Also in the framework of the TLS Handshake procedure, it is possible to establish the authenticity of the identity of the client and the server. For example, a client can be sure that the server that provides him with information about a bank account is really a bank server. And vice versa: the company's server can be sure that the client who connects to it is an employee of the company, and not an outsider (this mechanism is called Chain of Trust and will be discussed in the appropriate section).
Finally, TLS sends each message with a Message Authentication Code (MAC) code, whose creation algorithm is a one-way cryptographic hashing function (actually a checksum), the keys of which are known to both communication participants. Whenever a message is sent, its MAC value is generated, which can be generated by the receiver as well, this ensures the integrity of the information and protection against its substitution.
Thus, all three mechanisms underlying the cryptosecurity of the TLS protocol are briefly considered.

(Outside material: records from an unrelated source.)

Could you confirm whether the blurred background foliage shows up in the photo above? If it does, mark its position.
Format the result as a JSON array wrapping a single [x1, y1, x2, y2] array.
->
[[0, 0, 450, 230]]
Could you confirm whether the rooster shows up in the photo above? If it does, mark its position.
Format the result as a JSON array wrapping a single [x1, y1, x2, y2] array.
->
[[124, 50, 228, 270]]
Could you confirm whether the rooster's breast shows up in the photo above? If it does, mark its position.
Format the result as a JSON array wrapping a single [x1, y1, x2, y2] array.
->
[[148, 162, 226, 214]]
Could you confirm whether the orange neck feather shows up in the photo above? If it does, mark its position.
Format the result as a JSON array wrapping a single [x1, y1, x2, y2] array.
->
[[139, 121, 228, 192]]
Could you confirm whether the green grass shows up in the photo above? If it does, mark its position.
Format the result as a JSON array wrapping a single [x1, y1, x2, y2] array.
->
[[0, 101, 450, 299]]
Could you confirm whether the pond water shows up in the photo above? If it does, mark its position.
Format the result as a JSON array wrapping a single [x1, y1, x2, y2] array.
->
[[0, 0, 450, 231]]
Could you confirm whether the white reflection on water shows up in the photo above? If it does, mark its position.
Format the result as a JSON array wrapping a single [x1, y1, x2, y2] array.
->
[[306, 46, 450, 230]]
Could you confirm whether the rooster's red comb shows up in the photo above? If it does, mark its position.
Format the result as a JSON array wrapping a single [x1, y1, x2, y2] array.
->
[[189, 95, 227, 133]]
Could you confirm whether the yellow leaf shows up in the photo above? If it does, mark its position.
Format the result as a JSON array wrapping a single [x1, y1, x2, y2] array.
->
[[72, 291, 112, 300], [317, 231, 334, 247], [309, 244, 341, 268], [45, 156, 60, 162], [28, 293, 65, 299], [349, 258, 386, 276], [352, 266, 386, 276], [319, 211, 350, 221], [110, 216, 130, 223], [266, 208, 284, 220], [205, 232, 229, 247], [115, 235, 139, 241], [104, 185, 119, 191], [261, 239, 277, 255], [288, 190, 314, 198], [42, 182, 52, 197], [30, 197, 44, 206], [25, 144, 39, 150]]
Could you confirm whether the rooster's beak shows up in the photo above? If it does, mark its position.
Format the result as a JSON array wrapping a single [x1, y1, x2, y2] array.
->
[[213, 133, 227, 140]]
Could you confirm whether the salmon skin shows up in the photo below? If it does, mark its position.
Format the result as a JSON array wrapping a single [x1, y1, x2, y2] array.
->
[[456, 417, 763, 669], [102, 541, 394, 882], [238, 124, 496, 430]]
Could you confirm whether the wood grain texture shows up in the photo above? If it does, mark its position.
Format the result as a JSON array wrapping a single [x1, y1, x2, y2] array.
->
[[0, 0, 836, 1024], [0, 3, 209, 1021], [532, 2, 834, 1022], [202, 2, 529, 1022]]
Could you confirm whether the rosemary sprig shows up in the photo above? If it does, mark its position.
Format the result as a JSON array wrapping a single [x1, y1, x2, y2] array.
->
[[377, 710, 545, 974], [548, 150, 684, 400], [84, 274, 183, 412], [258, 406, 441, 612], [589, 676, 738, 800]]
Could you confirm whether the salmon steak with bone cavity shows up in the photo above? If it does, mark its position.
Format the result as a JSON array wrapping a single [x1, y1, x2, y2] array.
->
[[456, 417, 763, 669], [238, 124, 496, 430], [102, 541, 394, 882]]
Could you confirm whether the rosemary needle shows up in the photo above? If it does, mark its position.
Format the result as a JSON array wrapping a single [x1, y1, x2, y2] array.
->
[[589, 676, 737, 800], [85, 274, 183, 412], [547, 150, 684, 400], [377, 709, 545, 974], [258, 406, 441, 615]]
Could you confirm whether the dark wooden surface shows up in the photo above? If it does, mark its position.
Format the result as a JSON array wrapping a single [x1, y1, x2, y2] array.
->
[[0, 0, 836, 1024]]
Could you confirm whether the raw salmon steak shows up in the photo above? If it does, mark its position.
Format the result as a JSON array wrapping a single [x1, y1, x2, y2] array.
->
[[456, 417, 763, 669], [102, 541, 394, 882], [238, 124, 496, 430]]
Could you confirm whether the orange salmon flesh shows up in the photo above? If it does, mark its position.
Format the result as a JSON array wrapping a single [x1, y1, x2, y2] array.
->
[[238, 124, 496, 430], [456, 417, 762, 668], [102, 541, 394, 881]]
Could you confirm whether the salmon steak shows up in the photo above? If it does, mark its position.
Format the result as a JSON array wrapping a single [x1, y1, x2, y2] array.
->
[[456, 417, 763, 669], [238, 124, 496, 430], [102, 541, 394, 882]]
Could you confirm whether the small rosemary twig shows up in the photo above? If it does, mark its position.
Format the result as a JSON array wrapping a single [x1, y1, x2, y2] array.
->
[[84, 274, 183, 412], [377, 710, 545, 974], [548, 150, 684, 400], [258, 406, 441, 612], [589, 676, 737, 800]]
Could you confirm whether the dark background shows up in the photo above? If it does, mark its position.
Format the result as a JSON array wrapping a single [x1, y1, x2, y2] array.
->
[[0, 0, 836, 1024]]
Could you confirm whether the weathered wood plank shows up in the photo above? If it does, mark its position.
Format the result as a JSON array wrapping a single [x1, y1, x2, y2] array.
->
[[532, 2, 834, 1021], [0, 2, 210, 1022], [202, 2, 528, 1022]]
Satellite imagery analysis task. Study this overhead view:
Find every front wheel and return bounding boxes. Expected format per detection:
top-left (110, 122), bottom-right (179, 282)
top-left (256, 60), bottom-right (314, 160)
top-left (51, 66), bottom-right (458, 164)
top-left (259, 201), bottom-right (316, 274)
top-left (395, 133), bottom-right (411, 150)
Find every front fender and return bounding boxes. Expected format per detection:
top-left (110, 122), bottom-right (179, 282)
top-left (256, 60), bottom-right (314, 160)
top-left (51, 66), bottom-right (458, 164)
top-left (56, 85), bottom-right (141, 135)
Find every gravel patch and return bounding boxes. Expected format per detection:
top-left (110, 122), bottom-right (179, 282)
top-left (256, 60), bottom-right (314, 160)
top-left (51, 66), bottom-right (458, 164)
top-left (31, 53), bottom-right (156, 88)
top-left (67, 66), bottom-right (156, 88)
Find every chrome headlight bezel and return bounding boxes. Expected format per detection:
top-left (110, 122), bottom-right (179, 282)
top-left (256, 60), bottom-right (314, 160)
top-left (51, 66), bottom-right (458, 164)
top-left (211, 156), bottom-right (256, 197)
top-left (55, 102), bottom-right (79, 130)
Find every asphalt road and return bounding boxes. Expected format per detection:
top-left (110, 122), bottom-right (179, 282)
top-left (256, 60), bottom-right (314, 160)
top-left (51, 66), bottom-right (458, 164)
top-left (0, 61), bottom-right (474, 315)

Before starting data exchange via TLS, the client and server must agree on the connection parameters, namely: the version of the protocol used, the method of data encryption, and check the certificates, if necessary. The scheme of starting the connection is called TLS Handshake and is shown in the figure:
Let us examine in more detail each step of this procedure:
Clearly, establishing a TLS connection is, generally speaking, a lengthy and time consuming process, so there are several optimizations in the TLS standard. In particular, there is a procedure called “abbreviated handshake”, which allows you to use previously agreed parameters to reconnect (of course, if the client and server have established a TLS connection in the past). This procedure is discussed in more detail in the item “Resumption of the session”.
There is also an additional extension of the Handshake procedure, which is called TLS False Start. This extension allows the client and server to begin exchanging encrypted data immediately after the encryption method is established, which reduces the connection establishment by one iteration of messages. This is discussed in more detail in “TLS False Start”.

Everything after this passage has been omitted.